Resurrection then metaphorically equals RESTORATION.

Restoration describes the experience of resurrection in the present. Relationship with God in the present is assured in love. God wants us to be restored to life from the cycle of sin and guilt so that we can be truly free. Freedom to love ourselves and others, freedom to discern our true callings This freedom is what it means to be fully alive. Restored - to life being lived.

Ann Weems says “ Lent is a time to take the time – to let the power of our faith story take hold of us.

As people who claim identity in Christ – we approach the season of lent to prepare for this restoration moment – the crux of our faith that pits the forgiving love of God against the Justice of God that convicts us of sin.
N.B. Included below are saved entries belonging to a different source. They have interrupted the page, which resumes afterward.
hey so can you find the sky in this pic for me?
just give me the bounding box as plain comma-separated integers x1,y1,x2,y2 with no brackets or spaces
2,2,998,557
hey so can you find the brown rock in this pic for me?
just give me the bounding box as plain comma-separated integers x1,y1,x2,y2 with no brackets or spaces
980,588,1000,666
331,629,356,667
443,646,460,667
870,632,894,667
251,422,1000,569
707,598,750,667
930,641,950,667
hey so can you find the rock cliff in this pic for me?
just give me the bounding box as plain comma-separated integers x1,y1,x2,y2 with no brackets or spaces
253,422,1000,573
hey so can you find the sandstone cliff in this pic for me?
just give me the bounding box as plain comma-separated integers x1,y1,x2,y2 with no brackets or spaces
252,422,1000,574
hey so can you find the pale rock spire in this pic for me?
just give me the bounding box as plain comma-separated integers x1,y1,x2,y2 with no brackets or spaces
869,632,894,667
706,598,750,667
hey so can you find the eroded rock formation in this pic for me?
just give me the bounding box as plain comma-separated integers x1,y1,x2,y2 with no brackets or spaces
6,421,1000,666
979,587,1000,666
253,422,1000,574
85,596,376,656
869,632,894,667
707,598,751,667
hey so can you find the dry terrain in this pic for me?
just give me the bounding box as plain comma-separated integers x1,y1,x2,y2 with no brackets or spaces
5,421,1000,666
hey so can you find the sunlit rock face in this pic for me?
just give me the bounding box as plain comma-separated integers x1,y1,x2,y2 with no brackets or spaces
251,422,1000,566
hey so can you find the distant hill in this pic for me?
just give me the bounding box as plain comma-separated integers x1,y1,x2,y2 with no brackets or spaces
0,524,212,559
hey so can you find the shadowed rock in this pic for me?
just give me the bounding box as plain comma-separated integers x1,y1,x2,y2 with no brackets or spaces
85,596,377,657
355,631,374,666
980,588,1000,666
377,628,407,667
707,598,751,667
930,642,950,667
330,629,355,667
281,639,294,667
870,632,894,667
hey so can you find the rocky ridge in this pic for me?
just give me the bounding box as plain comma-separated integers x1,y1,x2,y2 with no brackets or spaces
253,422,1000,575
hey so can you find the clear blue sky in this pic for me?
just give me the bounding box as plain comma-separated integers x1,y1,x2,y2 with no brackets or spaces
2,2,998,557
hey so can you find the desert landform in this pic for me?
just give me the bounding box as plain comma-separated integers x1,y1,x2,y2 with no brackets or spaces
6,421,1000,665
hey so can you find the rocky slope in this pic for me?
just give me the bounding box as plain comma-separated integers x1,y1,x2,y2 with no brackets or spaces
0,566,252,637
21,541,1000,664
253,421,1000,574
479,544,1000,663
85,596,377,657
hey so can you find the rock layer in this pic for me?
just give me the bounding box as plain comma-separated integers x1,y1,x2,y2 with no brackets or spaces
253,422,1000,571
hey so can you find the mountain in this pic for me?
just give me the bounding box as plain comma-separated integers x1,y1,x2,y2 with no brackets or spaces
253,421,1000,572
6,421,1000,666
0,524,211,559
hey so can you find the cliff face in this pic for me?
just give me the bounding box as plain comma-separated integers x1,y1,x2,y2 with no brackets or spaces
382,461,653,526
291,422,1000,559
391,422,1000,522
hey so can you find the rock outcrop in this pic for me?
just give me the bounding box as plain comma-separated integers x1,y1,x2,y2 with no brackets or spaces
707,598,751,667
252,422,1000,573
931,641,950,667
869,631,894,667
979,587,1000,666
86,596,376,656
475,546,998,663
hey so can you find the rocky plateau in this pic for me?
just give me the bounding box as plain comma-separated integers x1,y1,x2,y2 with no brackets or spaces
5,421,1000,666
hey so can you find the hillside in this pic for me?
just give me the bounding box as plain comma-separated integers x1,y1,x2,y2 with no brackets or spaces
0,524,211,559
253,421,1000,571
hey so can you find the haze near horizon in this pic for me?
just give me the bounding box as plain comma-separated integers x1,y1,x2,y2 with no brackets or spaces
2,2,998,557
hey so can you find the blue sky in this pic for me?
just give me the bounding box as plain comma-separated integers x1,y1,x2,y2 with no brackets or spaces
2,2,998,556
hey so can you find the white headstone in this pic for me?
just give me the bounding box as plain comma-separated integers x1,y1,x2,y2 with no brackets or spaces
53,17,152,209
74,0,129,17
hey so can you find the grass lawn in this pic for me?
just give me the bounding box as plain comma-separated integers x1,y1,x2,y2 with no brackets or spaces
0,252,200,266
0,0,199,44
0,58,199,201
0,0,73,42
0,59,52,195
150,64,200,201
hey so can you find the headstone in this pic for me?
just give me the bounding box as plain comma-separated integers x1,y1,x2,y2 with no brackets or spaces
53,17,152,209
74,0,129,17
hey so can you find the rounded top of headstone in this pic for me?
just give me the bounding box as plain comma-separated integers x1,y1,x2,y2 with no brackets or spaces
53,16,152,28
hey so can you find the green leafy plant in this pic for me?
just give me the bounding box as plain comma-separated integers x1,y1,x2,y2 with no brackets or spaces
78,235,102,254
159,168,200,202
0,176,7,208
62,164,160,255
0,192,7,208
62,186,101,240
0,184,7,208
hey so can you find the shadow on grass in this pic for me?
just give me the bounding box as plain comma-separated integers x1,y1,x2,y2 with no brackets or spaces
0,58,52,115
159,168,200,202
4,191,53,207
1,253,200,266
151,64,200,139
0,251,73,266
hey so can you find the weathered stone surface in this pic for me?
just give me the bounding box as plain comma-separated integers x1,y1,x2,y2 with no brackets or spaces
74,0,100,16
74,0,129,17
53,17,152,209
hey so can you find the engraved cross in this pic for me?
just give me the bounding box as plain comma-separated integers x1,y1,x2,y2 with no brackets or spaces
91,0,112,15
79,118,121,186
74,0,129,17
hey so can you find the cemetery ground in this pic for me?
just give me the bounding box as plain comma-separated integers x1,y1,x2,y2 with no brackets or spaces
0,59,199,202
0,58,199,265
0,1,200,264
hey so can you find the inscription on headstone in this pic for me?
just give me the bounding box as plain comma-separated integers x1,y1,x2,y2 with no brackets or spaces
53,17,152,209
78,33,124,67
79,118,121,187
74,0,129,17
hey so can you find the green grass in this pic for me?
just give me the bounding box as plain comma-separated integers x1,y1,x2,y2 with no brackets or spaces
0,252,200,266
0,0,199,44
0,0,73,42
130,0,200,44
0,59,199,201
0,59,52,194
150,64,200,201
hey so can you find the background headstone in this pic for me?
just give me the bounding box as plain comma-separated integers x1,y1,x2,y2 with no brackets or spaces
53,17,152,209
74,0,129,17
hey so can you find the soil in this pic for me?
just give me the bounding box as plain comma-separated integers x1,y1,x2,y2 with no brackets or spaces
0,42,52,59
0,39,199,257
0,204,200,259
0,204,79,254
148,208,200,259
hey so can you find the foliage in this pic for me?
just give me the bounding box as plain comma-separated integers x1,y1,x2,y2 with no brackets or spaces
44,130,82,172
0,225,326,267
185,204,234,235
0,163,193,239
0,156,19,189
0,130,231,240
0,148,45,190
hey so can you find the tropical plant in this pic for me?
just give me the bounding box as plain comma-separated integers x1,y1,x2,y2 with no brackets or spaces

The prophet Jeremiah spoke of trusting in God’s restorative power in terms of a tree planted by the water.

In high school I worked for my uncle in his greenhouse. He grew much of his stock from seed that was rooted and transplanted from trays to small plastic packs. Not being bale to hold much moisture, they dry out quickly and needed to be constantly watered under the hot glass of the houses. Finally however, some plants which needed to be stronger or kept for an extended period would be put into a clay pot which was pushed down into a bed of sandy soil.

The bed could hold considerably more moisture than the pot alone – and plants would send roots down through the hole in the bottom of and thrive no matter the time between waterings or the heat.

Our restoration in Christ is like climbing into a clay pot and being sunk into a warm bed of moist soil. Life and Lent will call upon us to reflect on our life and state of faith – and their might be some heat.

You will not cease to bear fruit however because you are rooted deep in Christ’s resurrection.